Thana does not see the past, or the future, or this world in the glass corpses of the stars. For her there is only glass stained with black moss, and beasts with silver eyes peppering the darkness, and the thunderous cracking of those same corpses breaking into sharp shards at the force of her hooves as she runs. Each beast is following her with those silver eyes and their jagged jaws are open with dripping spit and roars that sound like come home, come home, come home, tangled with the thunder.
She turns, Eligos turns, and there is a gap jawed bear watching them with eyes pointing straight as a compass to the tip of her horn. They smile back with their own teeth flashing like caught and dead stars in the blackness of her lips. Their look is just as hungry, just as wanting, just as holy and full of grotesque glory.
They lift their head up and howl, and howl, and howl, just because there is no one here to tell them to be tame and be gentle. Here they are neither mother, or guardian, and there is no crown on their heads but the spiral bone of Thana’s horn that whispers death. They run, and snarl, and nip at the dead forms of stars because there is not a thing in this world to tell them no.

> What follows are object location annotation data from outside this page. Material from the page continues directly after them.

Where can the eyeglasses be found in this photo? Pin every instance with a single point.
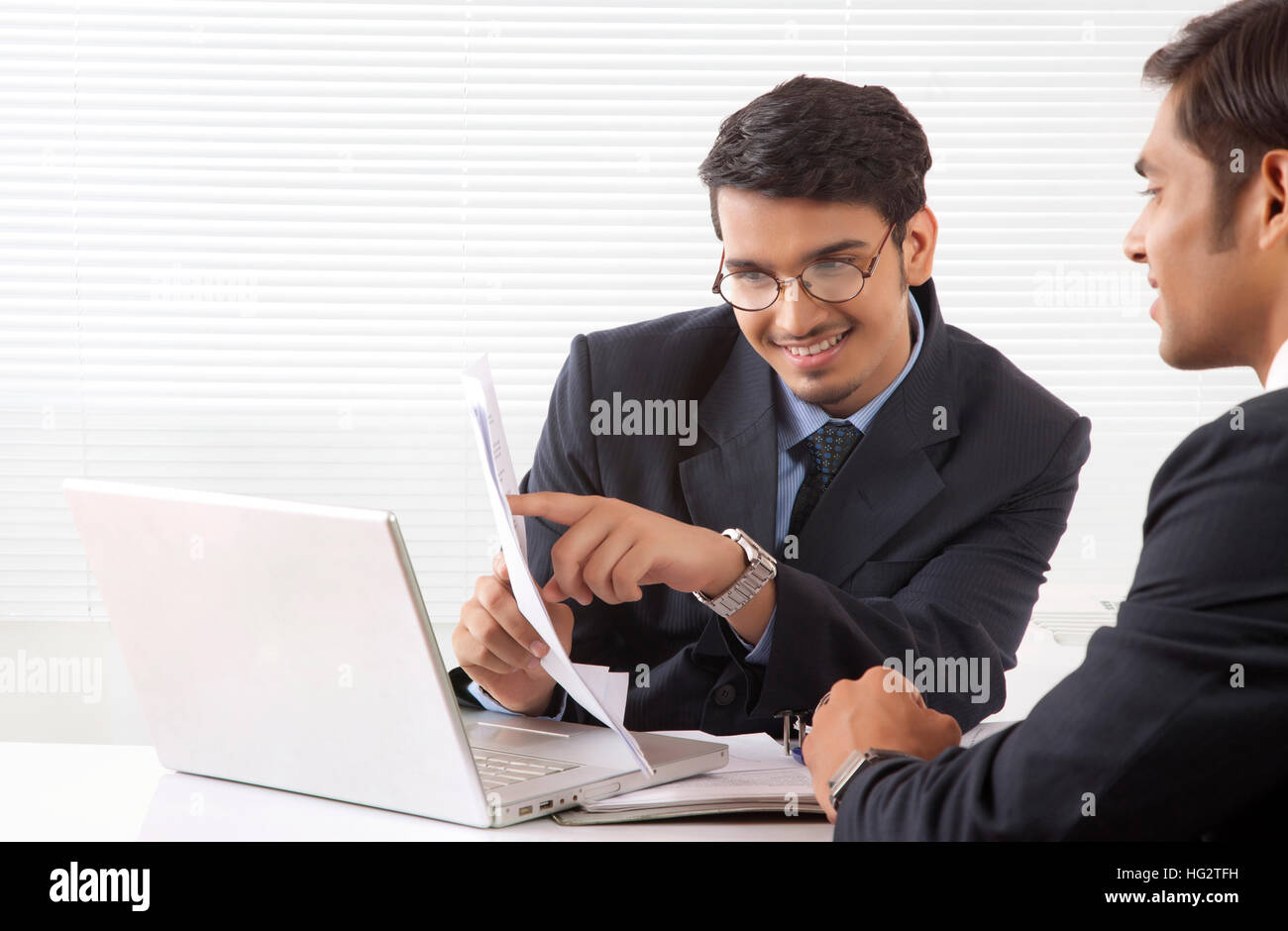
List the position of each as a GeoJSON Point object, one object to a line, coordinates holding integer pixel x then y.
{"type": "Point", "coordinates": [835, 279]}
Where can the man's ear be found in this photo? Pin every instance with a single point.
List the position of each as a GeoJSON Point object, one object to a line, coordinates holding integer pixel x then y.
{"type": "Point", "coordinates": [918, 246]}
{"type": "Point", "coordinates": [1273, 231]}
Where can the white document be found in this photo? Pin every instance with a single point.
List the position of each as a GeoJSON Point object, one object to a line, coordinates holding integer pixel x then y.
{"type": "Point", "coordinates": [758, 776]}
{"type": "Point", "coordinates": [595, 687]}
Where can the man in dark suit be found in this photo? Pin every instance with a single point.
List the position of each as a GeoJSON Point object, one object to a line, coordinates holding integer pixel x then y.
{"type": "Point", "coordinates": [1172, 728]}
{"type": "Point", "coordinates": [911, 480]}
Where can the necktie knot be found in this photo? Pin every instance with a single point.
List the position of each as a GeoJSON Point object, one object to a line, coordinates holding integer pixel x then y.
{"type": "Point", "coordinates": [829, 445]}
{"type": "Point", "coordinates": [828, 449]}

And if they are not home they do not realize it.
Together they come upon the mare, a blot of dead gold in their sea of black-glass and charred bones, with her head turned and straining to the corpse of a dead star. Thana smiles with curiosity. Eligos snarls with a hungering need. They step closer and their feet, even at a walk, are distant thunder.
There is no wind to whistle through her horn when she tilts her head like a wolf towards the mare. And there is no storm to deafen the cry of her tail-blade as she drags a war-field line across the dirt and glass. There is (as there always is) thunder in her throat when she inhales the smell of the sorrow.
Through her smile she whispers, “What is it that you see?” as if it’s not the death of this golden mare flashing across the back of her eyelids like ribbons of lightning. Like she sees beginnings across the mare’s perfect spine instead of endings.